[SOLVED] Pyspark converting rdd to dataframe with nulls

Pyspark converting rdd to dataframe with nulls

I am using pyspark (1.6) and elasticsearch-hadoop (5.1.1). I am getting my data from elasticsearch into a rdd format via:

es_rdd = sc.newAPIHadoopRDD(                                               
    inputFormatClass="org.elasticsearch.hadoop.mr.EsInputFormat",          
    keyClass="org.apache.hadoop.io.NullWritable",                          
    valueClass="org.elasticsearch.hadoop.mr.LinkedMapWritable",     
    conf=es_read_conf)

Here es_read_conf is just a dictionary of my ES cluster, as sc the SparkContext object. This works fine and I get the rdd objects fine.

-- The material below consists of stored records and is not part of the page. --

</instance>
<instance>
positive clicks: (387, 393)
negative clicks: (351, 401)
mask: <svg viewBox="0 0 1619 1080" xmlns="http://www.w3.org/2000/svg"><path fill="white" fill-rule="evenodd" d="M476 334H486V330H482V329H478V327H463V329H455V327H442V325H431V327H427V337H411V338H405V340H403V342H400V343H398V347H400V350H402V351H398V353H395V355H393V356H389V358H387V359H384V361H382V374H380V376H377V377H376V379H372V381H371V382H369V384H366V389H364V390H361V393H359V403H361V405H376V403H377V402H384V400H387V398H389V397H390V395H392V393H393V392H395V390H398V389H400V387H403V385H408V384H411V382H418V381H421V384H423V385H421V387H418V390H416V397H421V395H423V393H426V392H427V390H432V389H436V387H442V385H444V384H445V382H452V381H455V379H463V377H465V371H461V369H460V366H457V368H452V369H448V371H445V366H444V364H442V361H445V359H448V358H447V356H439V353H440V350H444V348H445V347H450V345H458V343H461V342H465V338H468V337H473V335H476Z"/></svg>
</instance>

I'd like to convert this to a dataframe using

df = es_rdd.toDF()

but I get the error:

ValueError: Some of types cannot be determined by the first 100 rows, please try again with sampling

Giving the toDF method a sampleSize results in the same error. From what I understand this is occuring because pyspark is unable to determine the type of each field. I know that there are fields in my elasticsearch cluster that are all null.

What is the best way to convert this to a dataframe?

Solution

The best way it to tell Spark types of data you are converting to. Please see documentation of createDataFrame with fifth example (the one with StructType inside)